An Amazing, Incredible Sermon

In the beginning” (Genesis 1.1), “a certain man went from Jerusalem to Jericho and fell among thieves” (Luke 10.30), “and he spake by a parable” (Luke 8.4), “and the Queen of Sheba heard” (1 Kings 10.1), “and she painted her eyes” (2 Kings 9.30), “and the mule went under the thick boughs of a great oak” (2 Samuel 18.9) “for three days and three nights” (Jonah 1.17). “The ravens brought him bread” (1 Kings 17.6), “and his strength went from him” (Judges 16.19) “because it had no moisture” (Luke 8.6) “and rain was upon the earth forty days and forty nights” (Genesis 7.12), “and he came thither unto a cave, and lodged there” (1 Kings 19.9). “A Pharisee sketch him to dine with him” (Luke 11.37) “and he sent him into the fields to feed swine” (Luke 15.15). “Both the Pharisees and the scribes murmured” (Luke 15.1), “and he said, ‘Open the window eastward’” (2 Kings 13.17) “and he lifted up his face to the window” (2 Kings 9.32) “and Sarah laughed within herself” (Genesis 18.12). “And he said, ‘Throw her down’” (2 Kings 9.33). “Then came Peter and said to him, ‘Lord, how oft?’” (Matthew 18.21). “Jesus saith…until seventy times seven” (Matthew 18.22). “And they took up that which remained of the broken pieces, twelve baskets full” (Matthew 14.20). “In the resurrection, therefore, whose wife shall she be?” (Matthew 22.28). “Amen!” (Revelation 22.11).

Three observations from the reading above:

  1. You found it humorous.
  2. You were probably familiar with some of the statements from the story.
  3. You recognize that there are no errors with this story.

Let it be noted that every word came from the Bible (ASV). What do the above passages teach? I believe you would agree with me that they teach absolutely nothing! But why not? This serves as an illustration of what it means to take statements out of context. It is often done when teaching about salvation from the scriptures. A bunch of unrelated texts are cited without regard to their context.

Does the Bible speak of faith? Certainly! Does it mention prayer? Yes! Dos it teach honesty and sincerity? Most definitely! Does it command repentance, confession, baptism, trust, hope, the Holy Spirit, belief? All of these are taught, yet we must not ignore the context in which each is used. We must never “mix and match” passages in such a way that we teach error in regard to salvation.

There is a purpose and significance to the apostle Paul’s words in Romans 6.17-18 about a “form of doctrine.” Is there a consistent “form of doctrine” to be preached in regard to how the sinner is to “call upon the name of the Lord,” and that he or she must obey “from the heart?” If so, would not that “form” be found in the examples of those to whom the gospel was proclaimed in the book of Acts? What “form of doctrine" do we find proclaimed there? The book of Acts reveals that there is indeed a “form” (pattern).

Seed produces after its kind (Luke 8.11). God’s word is a spiritual seed. If his word (seed) is proclaimed today, it will produce the same fruit today. The apostle Paul stated that the things he taught in once church were taught in every church, and that those things were what the Lord commanded to be taught (cf. 1 Corinthians 4.17). This same apostle warned the churches of Galatia of a perverted gospel: "I marvel that ye are so quickly removing from him that called you in the grace of Christ unto a different gospel; which is not another gospel: only there are some that trouble you, and would pervert the gospel of Christ. But though we, or an angel from heaven, should preach unto you any gospel other than that which we preached unto you, let him be anathema. As we have said before, so say I now again, if any man preacheth unto you any gospel other than that which ye received, let him be anathema” (Galatians 1.6-9).
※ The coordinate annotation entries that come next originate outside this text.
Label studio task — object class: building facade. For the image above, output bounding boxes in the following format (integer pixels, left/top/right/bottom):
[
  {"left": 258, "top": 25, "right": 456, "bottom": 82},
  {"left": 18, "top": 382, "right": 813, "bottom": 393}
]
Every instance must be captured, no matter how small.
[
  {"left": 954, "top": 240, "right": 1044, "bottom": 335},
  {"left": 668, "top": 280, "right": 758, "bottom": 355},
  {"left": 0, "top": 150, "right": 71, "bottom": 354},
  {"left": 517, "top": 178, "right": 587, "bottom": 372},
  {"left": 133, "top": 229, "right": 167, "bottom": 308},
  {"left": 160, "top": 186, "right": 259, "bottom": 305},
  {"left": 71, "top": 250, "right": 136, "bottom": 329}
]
Jesus, upon becoming the author of our salvation (Hebrews 5.8-9), gave identical commands to both Jew and Gentile. When people heard these commands for the first time (as preached by Peter in Acts 2), they believes his words and asked in Acts 2.37, “What shall we do?” What answer did Peter give? What seed did he sow? Peter’s answer constitutes the "form of doctrine” which must be delivered and obeyed.

Their response begins in Acts 2.41, where we find that approximately 3,000 obeyed the “form of doctrine" delivered by Peter. What did they do? At what point was their "calling upon the name of the Lord” completed? As others would follow their example, we read in v. 47 that "the Lord added to the church daily such as should be saved.

This pattern is repeated in the conversion of all others who are recorded for us in the book of Acts. This pattern is found in the chorus of the hymn Only Trust Him:

“Come believing and repenting, and confess him now…
Be immersed into his kingdom, come accept him now.